In the days leading up to his death at 7.50am, there were times he would ask his wife Edith to “release” him, saying his time had come.
His widow emotionally recalled yesterday: “He would tell me, ‘Please release me, I’m ready. I’ve served the people, I’m right with God, and I’m ready to go.”
“I would not release him. I would encourage him.”
Mrs Nyenze said that when she left him at Nairobi Hospital on Tuesday night, he was strong enough to feed himself and could even struggle to walk. She, however, sensed a “difference” in the way he bade her goodbye.
“The ‘bye’ was different from the way he says it other times,” said Mrs Nyenze.
“But before then I’d prayed for him and told him I was leaving him in the hands of God. But I did not mean to release him.”
Kitui Senator Enoch Wambua, a brother-in-law of Mr Nyenze’s, said the cancer treatment regime had caused the MP’s lungs to weaken. As a result, he contracted pneumonia during the campaigns for the August 8 General Election.
“The lungs had really been compromised,” he said. “So, he had difficulties breathing.”
It is for that reason that Mr Nyenze showed up in Parliament on August 31 carrying an oxygen tank and in a breathing mask as he was sworn in.

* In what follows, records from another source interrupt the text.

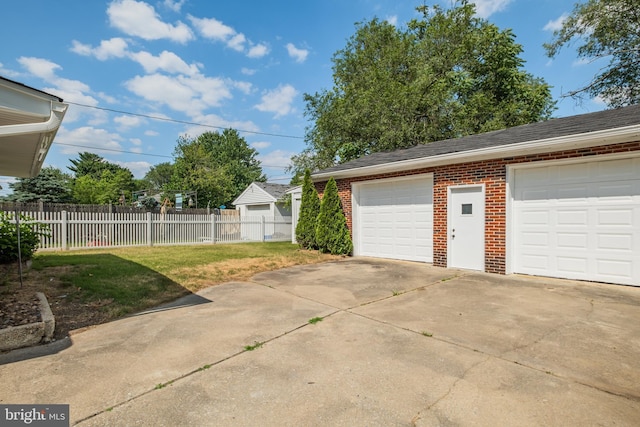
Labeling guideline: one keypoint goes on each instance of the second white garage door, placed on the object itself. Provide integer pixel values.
(579, 221)
(394, 219)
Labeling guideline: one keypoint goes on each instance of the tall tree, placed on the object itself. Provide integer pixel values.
(309, 210)
(218, 166)
(107, 189)
(332, 233)
(51, 185)
(159, 175)
(605, 29)
(91, 164)
(446, 75)
(231, 152)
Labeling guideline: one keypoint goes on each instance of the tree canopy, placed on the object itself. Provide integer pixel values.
(219, 166)
(605, 29)
(51, 185)
(446, 75)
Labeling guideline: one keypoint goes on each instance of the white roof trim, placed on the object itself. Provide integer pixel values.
(568, 142)
(238, 200)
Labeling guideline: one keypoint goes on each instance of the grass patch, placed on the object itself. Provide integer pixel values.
(255, 345)
(122, 281)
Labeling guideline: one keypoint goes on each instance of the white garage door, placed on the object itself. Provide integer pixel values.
(394, 219)
(579, 221)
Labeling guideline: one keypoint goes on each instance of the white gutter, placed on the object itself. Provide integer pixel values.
(568, 142)
(58, 110)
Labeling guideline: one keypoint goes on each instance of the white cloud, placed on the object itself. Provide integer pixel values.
(138, 169)
(556, 24)
(128, 121)
(486, 8)
(40, 67)
(139, 19)
(181, 93)
(244, 87)
(278, 100)
(115, 47)
(174, 5)
(166, 61)
(277, 159)
(260, 145)
(216, 30)
(258, 51)
(69, 90)
(212, 29)
(89, 138)
(300, 55)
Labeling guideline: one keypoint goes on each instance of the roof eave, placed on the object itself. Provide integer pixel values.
(568, 142)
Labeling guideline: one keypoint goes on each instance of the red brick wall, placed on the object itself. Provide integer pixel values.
(492, 173)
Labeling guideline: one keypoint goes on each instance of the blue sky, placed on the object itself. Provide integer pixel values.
(240, 64)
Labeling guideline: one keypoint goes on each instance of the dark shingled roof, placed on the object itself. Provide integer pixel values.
(276, 190)
(554, 128)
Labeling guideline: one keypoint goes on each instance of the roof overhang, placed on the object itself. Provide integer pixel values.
(568, 142)
(29, 121)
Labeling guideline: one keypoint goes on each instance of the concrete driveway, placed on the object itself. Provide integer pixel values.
(399, 343)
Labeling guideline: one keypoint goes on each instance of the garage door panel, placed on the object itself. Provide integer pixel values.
(395, 219)
(587, 227)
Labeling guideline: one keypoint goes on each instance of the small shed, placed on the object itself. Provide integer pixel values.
(264, 200)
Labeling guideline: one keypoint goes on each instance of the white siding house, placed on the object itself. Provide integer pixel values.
(263, 200)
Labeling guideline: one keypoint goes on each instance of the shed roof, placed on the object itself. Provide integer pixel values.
(278, 191)
(499, 142)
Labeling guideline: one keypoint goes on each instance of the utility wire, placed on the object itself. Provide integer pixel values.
(184, 122)
(143, 154)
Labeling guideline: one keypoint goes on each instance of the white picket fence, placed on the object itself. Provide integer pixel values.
(81, 230)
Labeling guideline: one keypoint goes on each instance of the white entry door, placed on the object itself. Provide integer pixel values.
(466, 228)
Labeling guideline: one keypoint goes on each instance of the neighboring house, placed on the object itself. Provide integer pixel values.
(559, 198)
(263, 199)
(296, 201)
(29, 121)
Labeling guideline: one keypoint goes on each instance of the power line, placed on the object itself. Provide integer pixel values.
(144, 154)
(184, 122)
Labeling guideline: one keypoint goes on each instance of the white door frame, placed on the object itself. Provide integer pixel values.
(450, 214)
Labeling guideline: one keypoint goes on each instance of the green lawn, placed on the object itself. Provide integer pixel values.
(127, 280)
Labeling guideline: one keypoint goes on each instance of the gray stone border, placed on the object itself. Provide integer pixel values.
(30, 334)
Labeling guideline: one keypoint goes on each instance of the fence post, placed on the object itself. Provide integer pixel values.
(64, 230)
(149, 230)
(213, 228)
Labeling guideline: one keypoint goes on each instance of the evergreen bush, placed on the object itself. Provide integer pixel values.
(309, 209)
(29, 238)
(332, 233)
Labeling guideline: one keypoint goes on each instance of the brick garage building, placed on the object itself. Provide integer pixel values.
(559, 198)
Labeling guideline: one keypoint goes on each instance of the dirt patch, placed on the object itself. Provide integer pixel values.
(19, 305)
(234, 270)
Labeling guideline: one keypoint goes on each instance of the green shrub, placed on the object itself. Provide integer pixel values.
(332, 233)
(29, 238)
(309, 209)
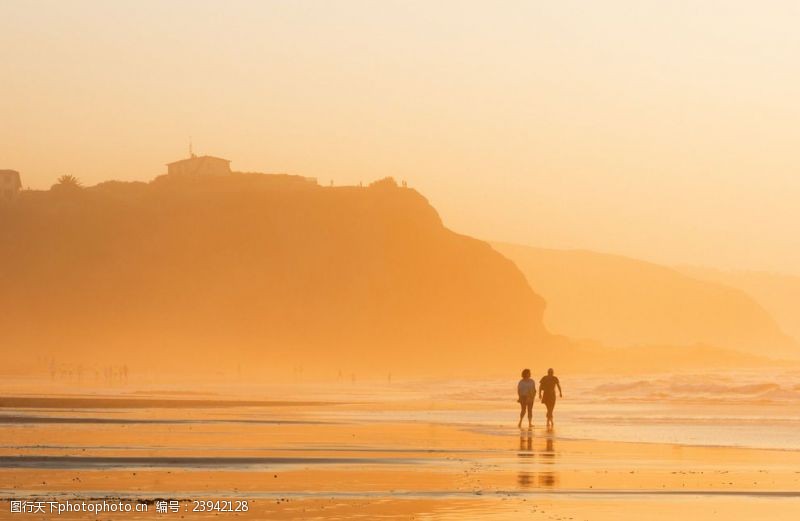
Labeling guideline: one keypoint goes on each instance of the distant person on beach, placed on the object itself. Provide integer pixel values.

Mr Wambua said the MP was in hospital for three weeks and he visited him on Tuesday.
“As usual, we spoke,” said Mr Wambua.
“He said he would be strong. So, when the call came this morning that he had left us, it was a shock to all of us.”
Mrs Nyenze said her husband had visited various countries to seek treatment.

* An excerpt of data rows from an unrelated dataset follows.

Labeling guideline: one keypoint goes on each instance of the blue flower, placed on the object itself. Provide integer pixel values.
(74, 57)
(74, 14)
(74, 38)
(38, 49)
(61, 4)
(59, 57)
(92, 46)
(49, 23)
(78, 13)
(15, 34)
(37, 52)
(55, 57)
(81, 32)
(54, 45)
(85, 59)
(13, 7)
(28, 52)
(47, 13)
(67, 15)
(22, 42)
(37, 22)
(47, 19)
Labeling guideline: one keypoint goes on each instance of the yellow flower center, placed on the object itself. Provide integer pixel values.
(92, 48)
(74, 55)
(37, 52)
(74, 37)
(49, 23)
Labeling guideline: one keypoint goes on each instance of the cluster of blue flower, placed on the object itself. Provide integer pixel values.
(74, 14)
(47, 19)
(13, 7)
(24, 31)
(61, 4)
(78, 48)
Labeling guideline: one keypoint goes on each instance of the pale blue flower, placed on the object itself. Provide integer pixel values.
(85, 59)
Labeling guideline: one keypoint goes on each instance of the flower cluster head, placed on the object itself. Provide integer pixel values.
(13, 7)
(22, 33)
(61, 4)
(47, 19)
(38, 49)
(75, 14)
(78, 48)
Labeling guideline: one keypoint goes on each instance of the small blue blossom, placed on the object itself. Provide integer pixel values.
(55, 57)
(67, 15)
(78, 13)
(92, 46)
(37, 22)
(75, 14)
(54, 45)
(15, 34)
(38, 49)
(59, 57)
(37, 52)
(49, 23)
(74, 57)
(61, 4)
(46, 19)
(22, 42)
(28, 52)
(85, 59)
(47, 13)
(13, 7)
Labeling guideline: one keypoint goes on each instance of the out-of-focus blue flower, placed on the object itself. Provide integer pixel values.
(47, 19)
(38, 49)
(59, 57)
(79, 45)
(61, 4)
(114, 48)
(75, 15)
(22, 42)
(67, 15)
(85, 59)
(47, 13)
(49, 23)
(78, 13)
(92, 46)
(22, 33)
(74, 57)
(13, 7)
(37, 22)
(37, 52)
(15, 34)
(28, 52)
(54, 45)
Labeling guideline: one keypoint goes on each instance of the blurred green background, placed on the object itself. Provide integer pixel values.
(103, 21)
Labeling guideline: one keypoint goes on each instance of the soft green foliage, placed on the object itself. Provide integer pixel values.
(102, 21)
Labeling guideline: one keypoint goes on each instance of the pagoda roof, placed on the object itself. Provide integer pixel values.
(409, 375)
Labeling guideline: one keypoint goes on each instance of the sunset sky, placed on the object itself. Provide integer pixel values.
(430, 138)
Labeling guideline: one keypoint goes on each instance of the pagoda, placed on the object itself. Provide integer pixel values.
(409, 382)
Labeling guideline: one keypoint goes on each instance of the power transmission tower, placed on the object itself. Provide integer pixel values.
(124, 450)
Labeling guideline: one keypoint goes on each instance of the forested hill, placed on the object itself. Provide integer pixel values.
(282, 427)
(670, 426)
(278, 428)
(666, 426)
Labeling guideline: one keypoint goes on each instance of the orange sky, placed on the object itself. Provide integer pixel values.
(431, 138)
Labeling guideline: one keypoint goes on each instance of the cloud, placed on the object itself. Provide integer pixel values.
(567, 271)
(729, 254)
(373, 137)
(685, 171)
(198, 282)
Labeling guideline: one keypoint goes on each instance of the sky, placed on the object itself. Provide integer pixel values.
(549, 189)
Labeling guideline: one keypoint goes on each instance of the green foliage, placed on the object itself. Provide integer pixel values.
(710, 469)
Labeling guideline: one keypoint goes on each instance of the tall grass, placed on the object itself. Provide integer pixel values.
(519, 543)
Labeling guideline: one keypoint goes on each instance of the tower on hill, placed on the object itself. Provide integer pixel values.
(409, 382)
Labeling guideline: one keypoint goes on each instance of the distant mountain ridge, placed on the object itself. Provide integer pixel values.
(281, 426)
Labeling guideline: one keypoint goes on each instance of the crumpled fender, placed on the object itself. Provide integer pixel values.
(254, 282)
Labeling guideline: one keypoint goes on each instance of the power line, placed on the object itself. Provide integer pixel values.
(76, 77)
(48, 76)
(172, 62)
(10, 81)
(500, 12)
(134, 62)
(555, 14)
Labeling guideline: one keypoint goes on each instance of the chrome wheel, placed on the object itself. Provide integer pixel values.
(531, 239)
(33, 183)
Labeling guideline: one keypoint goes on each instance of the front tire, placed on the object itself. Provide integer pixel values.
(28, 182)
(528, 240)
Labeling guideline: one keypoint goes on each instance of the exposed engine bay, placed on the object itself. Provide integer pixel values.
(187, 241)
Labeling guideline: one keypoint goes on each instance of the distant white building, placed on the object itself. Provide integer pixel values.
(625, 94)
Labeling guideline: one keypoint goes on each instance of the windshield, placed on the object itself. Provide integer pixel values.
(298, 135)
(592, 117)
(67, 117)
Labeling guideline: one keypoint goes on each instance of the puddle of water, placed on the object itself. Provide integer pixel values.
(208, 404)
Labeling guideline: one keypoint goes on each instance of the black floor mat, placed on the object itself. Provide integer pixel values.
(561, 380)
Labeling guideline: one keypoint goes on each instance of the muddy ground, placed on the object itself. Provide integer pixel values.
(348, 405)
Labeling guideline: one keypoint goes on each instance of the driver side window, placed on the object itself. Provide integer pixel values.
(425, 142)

“He’s had cancer of the colon from around 2008,” said Mrs Nyenze. “At first, he was treated and it was okay. It came back in 2013 and, from that time, he’s really fought.”
Mr Nyenze, a third-term MP, chaired the parliamentary committee that investigated pyramid schemes. The Kanu-era Cabinet minister was the National Assembly Minority Leader in the last Parliament.
He is survived by his widow and their three children — Eric, 30, Ruth, 26, and Grace, 23.
“He’s the best thing that God has ever given me,” Mrs Nyenze eulogised her husband. “He was a very loving husband, a politician but faithful to the family, faithful to the wife.
The body was transferred to Lee Funeral Home.
Leaders who visited the mortuary to pay their respects included Water Cabinet Secretary Eugene Wamalwa, Makueni Governor Kivutha Kibwana and Kenya’s Ambassador to Turkey Kiema Kilonzo.
Others were MPs Daniel Maanzo (Makueni), Joshua Mwalyo (Masinga), Jessica Mbalu (Kibwezi East), Patrick Makau (Mavoko), Suleiman Dori (Msambweni) and Ben Momanyi (Borabu).
“When you talk about sobriety and maturity in the politics of this country, Honourable Nyenze had his place,” said Mr Wamalwa.
Prof Kibwana said: “We remember him for being a very reconciliatory person.”
Mr Kilonzo remembered Mr Nyenze as one of the Ukambani leaders who fought for multi-party democracy while Mr Wambua said the MP accommodated divergent views.